Originally, the 1950s Katy was 21 years old and Sis was about seven years old. In subsequent series, Katy is roughly the same age, but Sis was reimagined as being around 15 and has been so ever since. By this point, Katy had already been discovered in college. After going to work as an aspiring Broadway star, she became very successful in her modeling and acting career, so she became her sister's legal guardian.

Katy has had many recurring boyfriends over the years, the most famous of which are the redheaded and muscular boxer K.O. Kelly and his rich blond rival Randy Van Ronson. They were not often seen regularly in the 1980s when Katy dated the Latino airline pilot and talented dancer Ramon Ramirez and the Arnold Schwarzenegger parody Arnold Horsenlegger. However, K.O. and Randy became her main love interests again in the 2000s.

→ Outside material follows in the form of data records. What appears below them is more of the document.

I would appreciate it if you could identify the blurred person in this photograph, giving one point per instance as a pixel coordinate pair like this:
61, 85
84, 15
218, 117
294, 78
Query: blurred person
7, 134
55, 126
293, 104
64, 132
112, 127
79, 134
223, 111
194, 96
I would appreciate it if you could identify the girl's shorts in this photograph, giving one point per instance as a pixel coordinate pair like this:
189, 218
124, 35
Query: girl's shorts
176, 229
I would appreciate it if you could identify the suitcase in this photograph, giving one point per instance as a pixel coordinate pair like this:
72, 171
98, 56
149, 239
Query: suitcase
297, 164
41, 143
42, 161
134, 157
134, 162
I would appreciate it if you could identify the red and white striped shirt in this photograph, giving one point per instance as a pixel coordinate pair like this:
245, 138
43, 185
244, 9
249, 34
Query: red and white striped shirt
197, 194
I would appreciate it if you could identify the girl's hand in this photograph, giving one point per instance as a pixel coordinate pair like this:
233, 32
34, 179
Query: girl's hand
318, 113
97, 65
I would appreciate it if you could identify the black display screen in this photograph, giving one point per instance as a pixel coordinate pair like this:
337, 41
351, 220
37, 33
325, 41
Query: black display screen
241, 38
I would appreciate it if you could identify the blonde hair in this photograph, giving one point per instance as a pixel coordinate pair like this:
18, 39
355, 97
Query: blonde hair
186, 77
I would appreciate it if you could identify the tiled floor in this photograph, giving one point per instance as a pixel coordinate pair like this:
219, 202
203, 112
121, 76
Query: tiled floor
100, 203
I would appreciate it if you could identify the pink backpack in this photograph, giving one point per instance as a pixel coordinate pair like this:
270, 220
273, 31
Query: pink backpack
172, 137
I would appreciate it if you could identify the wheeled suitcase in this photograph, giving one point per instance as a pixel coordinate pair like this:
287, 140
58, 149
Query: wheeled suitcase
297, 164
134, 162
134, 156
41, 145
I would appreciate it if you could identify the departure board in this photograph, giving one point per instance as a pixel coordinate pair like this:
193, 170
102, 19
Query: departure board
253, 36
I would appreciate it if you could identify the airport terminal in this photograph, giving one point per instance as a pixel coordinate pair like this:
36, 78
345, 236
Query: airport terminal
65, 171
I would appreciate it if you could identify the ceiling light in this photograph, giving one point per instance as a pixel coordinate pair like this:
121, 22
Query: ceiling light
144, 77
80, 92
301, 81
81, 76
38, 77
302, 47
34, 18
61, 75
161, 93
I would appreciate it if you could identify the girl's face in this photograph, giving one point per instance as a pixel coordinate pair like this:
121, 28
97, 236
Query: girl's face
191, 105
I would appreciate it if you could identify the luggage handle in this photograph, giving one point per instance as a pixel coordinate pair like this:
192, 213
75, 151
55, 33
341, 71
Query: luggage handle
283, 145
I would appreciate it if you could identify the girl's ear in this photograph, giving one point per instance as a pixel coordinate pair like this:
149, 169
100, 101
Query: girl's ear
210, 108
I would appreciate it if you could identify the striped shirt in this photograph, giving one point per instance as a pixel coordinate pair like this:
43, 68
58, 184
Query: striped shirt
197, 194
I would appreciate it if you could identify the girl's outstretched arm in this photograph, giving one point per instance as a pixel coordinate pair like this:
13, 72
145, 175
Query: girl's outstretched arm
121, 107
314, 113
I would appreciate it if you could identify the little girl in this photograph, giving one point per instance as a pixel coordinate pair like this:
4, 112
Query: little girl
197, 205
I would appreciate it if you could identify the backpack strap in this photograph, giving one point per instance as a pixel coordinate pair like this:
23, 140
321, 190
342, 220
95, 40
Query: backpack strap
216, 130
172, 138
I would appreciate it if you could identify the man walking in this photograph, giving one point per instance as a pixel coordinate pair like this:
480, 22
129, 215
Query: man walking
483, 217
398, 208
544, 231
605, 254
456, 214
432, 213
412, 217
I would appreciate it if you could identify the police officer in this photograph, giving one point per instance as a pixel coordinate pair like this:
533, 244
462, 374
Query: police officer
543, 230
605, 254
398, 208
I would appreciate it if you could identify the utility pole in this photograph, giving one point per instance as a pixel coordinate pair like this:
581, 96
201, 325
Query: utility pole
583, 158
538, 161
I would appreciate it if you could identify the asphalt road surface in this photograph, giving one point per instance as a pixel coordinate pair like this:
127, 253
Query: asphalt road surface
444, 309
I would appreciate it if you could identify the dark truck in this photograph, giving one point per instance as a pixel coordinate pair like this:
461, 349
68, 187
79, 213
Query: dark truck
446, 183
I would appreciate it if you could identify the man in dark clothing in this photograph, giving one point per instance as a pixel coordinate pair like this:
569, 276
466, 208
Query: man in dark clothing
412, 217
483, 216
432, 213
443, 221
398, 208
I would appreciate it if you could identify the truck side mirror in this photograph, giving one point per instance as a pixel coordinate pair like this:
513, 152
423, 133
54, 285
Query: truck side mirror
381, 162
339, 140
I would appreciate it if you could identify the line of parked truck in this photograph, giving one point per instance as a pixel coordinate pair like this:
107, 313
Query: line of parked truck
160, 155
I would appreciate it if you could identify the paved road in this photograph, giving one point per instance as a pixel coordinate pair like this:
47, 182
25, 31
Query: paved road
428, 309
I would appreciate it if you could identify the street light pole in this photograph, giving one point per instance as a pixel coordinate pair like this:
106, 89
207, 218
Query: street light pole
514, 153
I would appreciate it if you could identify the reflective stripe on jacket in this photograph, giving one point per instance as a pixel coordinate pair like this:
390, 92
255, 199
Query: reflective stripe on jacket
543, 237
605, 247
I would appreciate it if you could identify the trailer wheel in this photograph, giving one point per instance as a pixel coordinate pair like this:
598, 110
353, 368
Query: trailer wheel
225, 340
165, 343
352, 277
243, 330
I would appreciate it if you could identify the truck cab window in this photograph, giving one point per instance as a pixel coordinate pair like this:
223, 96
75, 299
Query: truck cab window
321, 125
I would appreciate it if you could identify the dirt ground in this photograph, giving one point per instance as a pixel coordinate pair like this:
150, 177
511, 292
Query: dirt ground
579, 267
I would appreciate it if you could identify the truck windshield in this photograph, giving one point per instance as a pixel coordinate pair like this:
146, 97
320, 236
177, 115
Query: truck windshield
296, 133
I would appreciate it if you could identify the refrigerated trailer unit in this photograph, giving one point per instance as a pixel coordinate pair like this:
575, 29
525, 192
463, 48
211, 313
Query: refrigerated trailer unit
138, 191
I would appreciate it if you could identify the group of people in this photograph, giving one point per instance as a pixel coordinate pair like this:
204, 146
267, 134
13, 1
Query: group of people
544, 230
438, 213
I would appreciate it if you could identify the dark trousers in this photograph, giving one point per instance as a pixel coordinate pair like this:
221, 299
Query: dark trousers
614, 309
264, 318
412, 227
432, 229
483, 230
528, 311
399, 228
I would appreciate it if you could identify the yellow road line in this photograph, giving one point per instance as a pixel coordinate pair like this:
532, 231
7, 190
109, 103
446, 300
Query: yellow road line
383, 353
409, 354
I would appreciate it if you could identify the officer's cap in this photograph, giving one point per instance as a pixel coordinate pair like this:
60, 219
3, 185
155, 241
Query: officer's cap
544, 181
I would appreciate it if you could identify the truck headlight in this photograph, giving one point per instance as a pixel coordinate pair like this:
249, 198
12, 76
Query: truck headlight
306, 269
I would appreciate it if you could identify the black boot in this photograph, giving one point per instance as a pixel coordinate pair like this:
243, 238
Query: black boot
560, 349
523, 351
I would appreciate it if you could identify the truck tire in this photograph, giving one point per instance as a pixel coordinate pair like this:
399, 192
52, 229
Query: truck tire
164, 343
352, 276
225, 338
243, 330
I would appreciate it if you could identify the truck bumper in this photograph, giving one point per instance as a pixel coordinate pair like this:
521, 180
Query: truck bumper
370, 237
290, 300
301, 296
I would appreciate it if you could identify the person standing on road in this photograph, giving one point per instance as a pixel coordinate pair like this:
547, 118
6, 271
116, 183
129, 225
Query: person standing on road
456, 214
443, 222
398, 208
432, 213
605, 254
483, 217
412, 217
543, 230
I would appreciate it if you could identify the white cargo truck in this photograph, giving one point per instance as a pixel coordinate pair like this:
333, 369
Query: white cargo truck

Katy's rival in her career and love life is a wealthy woman named Gloria Grandbilt and her best friend, Lucki Lorelei. The two are models, with Katy rounding out the trio.

==Reception==
The character was ranked 57th in Comics Buyer's Guide's "100 Sexiest Women in Comics" list. In 2014, comparisons were made between pop star Katy Perry and Katy Keene, but Perry denied basing any of her image or costumes on the character and expressed surprise at the apparent similarities.

==Television adaptation==

In August 2018, Roberto Aguirre-Sacasa, Chief Creative Officer of Archie Comics and creator of The CW television series Riverdale revealed that a spin-off of the series was in the works at the network. He said that the potential spin-off would be "very different from Riverdale" and that it would be produced "in [the 2018–19] development cycle." On January 23, 2019, The CW issued an official pilot order for the potential series, titled Katy Keene, that will reportedly follow "the lives and loves of four iconic Archie Comics characters — including fashion legend-to-be Katy Keene — as they chase their twenty-something dreams in New York City. This musical dramedy chronicles the origins and struggles of four aspiring artists trying to make it on Broadway, on the runway and in the recording studio."

The series itself lasted for 13 episodes, all aired in 2020. Several characters from the Katy Keene series (including Katy herself) made brief appearances on Riverdale shortly before the Katy Keene series debuted, and continued to appear on Riverdale even after Katy Keenes cancellation.